Glenn had wanted to hire Moe since 1937, but Dorsey held onto him until Tough returned from a stint with Benny Goodman at the very end of 1938. Purtill excelled at delivering a relaxed beat and was not the kind of flashy, driving drummer that Glenn seemed to want. Glenn pushed Moe to be more extroverted and that approach kept the band from becoming as loosely swinging as it might have been. Still, Purtill was a revelation and brought a buoyant feel to the band’s output, especially on live broadcasts.

This session came less that a week after the MOONLIGHT SERENADE date, and, as mentioned before, SUNRISE SERENADE provided the theme song’s flip side. Written by pianist Frankie Carle, the melody became one of the big hits of the year, recorded by Casa Loma, Hal Kemp and Bobby Hackett and featured by nearly every other band.   At the ASCAP 25th Anniversary big band concert in October, three of the four orchestras featured that evening – Miller, Benny Goodman and Paul Whiteman – included it in their program!

It’s a simple, hummable theme and was likely arranged here by Glenn, showcasing the reeds, trombone “boo-wahs” and a mellow Beneke solo. It remained in the band’s book until the end, as did the next tune waxed, LITTLE BROWN JUG, one of Miller’s biggest hits.
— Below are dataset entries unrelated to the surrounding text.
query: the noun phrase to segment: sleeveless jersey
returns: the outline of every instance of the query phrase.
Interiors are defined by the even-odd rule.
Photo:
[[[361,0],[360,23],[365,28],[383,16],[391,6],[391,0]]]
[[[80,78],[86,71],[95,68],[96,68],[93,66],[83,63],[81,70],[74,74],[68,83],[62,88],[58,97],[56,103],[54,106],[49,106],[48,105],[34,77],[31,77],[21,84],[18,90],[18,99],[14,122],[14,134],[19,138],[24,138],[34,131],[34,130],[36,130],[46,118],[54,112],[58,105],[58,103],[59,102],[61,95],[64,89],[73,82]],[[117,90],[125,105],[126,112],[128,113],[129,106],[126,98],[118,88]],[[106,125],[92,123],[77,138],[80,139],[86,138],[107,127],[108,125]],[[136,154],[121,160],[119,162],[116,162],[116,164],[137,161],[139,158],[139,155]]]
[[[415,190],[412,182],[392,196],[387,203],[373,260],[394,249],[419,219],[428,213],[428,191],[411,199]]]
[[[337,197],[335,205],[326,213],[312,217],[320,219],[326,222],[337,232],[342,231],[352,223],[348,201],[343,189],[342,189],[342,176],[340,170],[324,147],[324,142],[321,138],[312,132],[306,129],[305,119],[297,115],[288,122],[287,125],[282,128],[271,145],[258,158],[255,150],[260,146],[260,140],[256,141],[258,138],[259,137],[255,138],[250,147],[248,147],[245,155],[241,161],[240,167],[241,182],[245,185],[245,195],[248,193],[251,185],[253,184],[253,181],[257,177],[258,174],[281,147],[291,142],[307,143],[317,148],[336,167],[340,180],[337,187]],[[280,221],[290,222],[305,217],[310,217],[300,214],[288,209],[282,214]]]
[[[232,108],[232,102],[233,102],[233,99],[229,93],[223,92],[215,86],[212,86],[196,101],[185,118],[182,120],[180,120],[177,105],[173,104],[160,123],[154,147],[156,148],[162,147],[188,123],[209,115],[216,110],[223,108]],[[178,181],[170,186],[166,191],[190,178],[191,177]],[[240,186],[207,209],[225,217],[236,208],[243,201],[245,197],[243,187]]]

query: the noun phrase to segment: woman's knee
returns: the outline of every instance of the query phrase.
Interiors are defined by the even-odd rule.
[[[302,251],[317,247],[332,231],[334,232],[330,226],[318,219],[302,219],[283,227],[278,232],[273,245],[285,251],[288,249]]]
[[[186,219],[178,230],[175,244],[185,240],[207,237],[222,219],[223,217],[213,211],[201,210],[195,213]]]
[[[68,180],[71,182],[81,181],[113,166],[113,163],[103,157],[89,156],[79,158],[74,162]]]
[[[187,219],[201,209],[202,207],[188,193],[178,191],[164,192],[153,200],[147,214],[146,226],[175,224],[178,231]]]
This happy ode to drinking dated way back to 1869. Bill Finegan’s swinging 1939 arrangement and catchy coda proved to be irresistible to dancers and record buyers alike.. Beneke, McMickle and Miller get solo spots, with Glenn playing an especially imaginative chorus, which he repeated on all subsequent versions! Newcomer Purtill gets his first workout on record, finally kicking the rhythm section to life.


LITTLE BROWN JUG featured heavily in the plot of THE GLENN MILLER STORY, framed as the last arrangement Glenn wrote as a surprise Christmas gift for wife Helen before he embarked on his fatal flight in 1944. In the film, Helen hated the song since college days and always pooh-poohed Glenn’s threat to swing it with his band. Since the movie was riddled with inaccuracies, this was just one more sappy plot contrivance which likely displeased Bill Finegan, who also lost the arranger credit to Glenn on the original 78!
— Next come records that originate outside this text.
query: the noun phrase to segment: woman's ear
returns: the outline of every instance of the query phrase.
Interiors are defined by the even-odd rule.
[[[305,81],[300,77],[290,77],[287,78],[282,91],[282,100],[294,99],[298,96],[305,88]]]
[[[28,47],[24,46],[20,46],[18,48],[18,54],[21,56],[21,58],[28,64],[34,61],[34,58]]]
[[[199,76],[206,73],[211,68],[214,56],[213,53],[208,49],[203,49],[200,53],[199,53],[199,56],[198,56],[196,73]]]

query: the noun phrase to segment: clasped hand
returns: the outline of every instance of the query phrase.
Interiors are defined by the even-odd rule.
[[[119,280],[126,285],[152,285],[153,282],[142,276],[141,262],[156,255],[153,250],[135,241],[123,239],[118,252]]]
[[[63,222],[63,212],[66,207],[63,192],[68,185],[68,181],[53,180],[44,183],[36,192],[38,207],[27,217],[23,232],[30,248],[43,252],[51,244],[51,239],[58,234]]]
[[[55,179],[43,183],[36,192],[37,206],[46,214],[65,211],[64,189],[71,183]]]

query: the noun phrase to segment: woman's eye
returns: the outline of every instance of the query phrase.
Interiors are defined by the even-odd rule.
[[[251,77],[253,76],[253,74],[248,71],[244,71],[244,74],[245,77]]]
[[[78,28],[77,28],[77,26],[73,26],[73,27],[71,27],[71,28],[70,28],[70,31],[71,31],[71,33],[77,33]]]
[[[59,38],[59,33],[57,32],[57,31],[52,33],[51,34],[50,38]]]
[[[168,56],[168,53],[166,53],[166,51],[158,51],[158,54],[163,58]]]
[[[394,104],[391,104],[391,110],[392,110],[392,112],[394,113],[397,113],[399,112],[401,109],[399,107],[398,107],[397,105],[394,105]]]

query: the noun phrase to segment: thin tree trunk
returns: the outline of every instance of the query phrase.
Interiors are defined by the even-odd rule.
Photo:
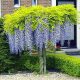
[[[43,44],[42,51],[38,48],[39,60],[40,60],[40,74],[46,73],[46,50]]]
[[[42,54],[43,54],[43,72],[44,74],[46,73],[46,49],[45,49],[45,44],[43,44],[43,50],[42,50]]]

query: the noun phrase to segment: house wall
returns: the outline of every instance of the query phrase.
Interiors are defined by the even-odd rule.
[[[52,0],[37,0],[38,5],[51,6]],[[31,6],[32,0],[20,0],[20,6]],[[14,0],[1,0],[1,16],[5,14],[12,13],[13,10],[17,8],[14,7]]]

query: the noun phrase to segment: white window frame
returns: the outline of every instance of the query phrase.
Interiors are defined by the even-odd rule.
[[[19,4],[14,4],[14,7],[20,7],[20,0],[19,1]]]
[[[33,4],[33,0],[32,0],[32,6],[36,6],[37,5],[37,0],[36,0],[36,4]]]

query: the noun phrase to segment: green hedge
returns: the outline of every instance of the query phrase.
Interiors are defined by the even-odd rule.
[[[59,70],[72,76],[80,76],[80,58],[66,54],[48,54],[47,70]],[[0,52],[0,72],[39,71],[39,57],[29,56],[28,52],[21,56]]]
[[[54,68],[69,75],[80,76],[80,58],[66,54],[49,54],[48,58],[49,69]]]

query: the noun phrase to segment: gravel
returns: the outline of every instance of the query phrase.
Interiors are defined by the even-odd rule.
[[[1,74],[0,80],[80,80],[80,78],[58,72],[49,72],[45,75],[23,72],[12,75]]]

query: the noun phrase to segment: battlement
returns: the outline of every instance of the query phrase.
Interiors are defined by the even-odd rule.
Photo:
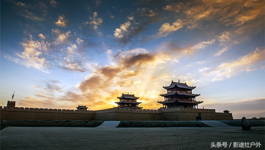
[[[97,111],[16,107],[15,101],[0,106],[1,120],[59,120],[105,121],[195,120],[198,115],[205,120],[233,120],[232,114],[216,113],[215,109],[183,108],[145,109],[115,107]]]
[[[175,108],[162,109],[163,113],[169,112],[187,112],[196,113],[216,113],[215,109],[198,109],[195,108]]]
[[[95,114],[93,111],[69,109],[57,109],[47,108],[29,108],[27,107],[14,107],[0,106],[0,111],[11,111],[21,112],[49,112],[56,113],[67,113],[71,114]]]
[[[161,110],[143,109],[136,108],[128,108],[118,107],[97,110],[95,111],[95,114],[96,114],[114,112],[144,114],[161,114],[162,112],[162,111]]]
[[[232,116],[231,113],[216,113],[216,116]]]

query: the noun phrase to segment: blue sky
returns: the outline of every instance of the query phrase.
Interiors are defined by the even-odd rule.
[[[199,108],[264,116],[264,1],[1,1],[1,105],[97,110],[122,93],[162,106],[196,86]]]

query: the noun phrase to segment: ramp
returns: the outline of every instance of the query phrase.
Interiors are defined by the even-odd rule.
[[[215,120],[206,120],[204,121],[199,121],[203,123],[213,127],[228,127],[231,126],[222,123],[221,122]]]
[[[120,121],[105,121],[100,126],[96,128],[112,128],[118,126]]]

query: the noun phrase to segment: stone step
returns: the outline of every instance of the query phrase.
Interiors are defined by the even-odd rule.
[[[205,120],[199,121],[203,123],[213,127],[231,126],[225,124],[215,120]]]
[[[118,126],[120,121],[105,121],[100,126],[96,127],[97,128],[112,128]]]

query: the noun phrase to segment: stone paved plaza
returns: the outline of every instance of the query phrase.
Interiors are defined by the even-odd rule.
[[[4,150],[264,149],[264,128],[11,127],[0,132]],[[221,147],[211,145],[221,143]],[[227,145],[224,147],[223,142]],[[233,142],[259,142],[233,148]],[[230,147],[228,147],[232,142]],[[240,146],[237,145],[238,146]],[[216,147],[216,146],[215,146]]]

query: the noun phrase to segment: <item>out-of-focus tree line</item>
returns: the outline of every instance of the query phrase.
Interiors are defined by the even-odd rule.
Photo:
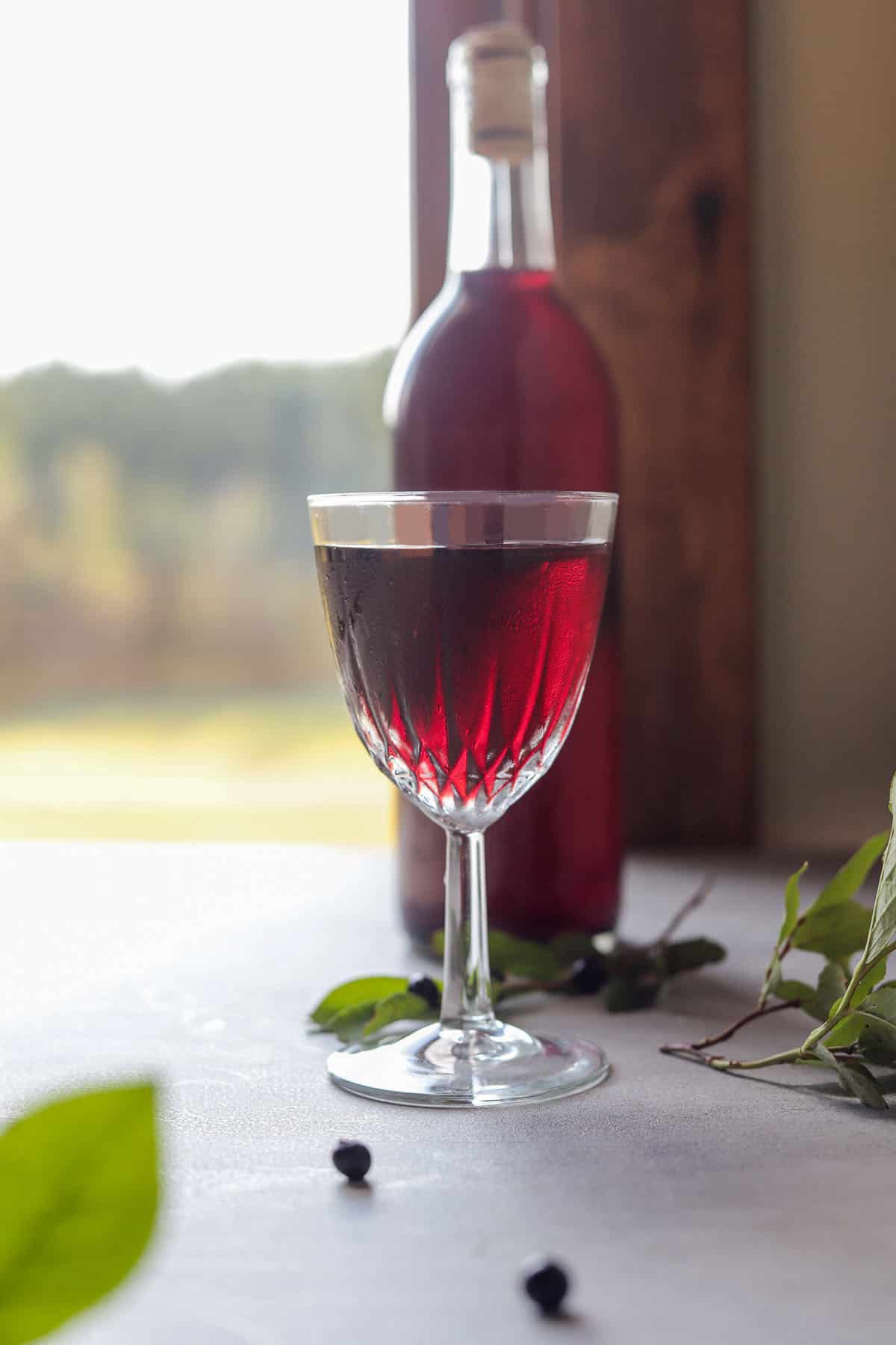
[[[0,383],[0,694],[329,685],[305,496],[388,484],[391,355]]]

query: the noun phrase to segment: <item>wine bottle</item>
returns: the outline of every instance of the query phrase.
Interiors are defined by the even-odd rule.
[[[617,490],[607,367],[555,284],[544,51],[485,24],[449,50],[451,217],[445,285],[386,389],[398,490]],[[618,566],[614,566],[618,570]],[[615,588],[584,698],[547,776],[489,831],[496,929],[544,939],[613,928],[619,904]],[[399,800],[404,924],[442,923],[443,842]]]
These two hits were preceded by two current pop tunes. WISHING (WILL MAKE IT SO) is a standard Miller ballad performance, with Ray Eberle working hard to sound relaxed at the fast tempo. The song was featured in the extremely popular film LOVE AFFAIR, which starred Irene Dunne and Charles Boyer. It was successfully remade 20 years later as AN AFFAIR TO REMEMBER, which itself was then referenced in the 1993 blockbuster, SLEEPLESS IN SEATTLE. Image

The song was written by veteran songwriter Buddy DeSylva, who had been one-third of the legendary composing team of DeSylva, (Lew) Brown and (Ray) Henderson earlier in the decade. By 1939, DeSylva had become a film producer and would soon be one of the founders of Capitol Records. WISHING was one of his few solo efforts and would be nominated for an Academy Best Song Award. It lost to OVER THE RAINBOW.
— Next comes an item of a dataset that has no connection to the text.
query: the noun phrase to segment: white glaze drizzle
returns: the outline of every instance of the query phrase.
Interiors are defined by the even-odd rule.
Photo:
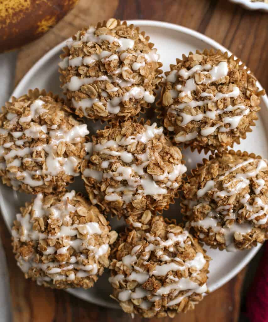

Marion and Tex work even harder than Ray to deliver the wordy lyrics to THREE LITTLE FISHES, the inexplicably huge hit for the Hal Kemp and Kay Kyser bands. Another in the seemingly endless parade of nursery rhyme pop tune adaptations, this one was likely the biggest. Written by Kemp’s saxophonist/vocalist Saxie Dowell, the song was a Number #1 hit for weeks. Glenn’s record did little to add to its popularity, as it minimized the corny aspects by dispensing with the dopey lyrics as fast as possible and throwing the melody to the wind for the final nicely swinging choruses.

The next record date would follow in only eight days. Events were moving for Glenn and the band, but no one had any inkling how far and how fast they would be going.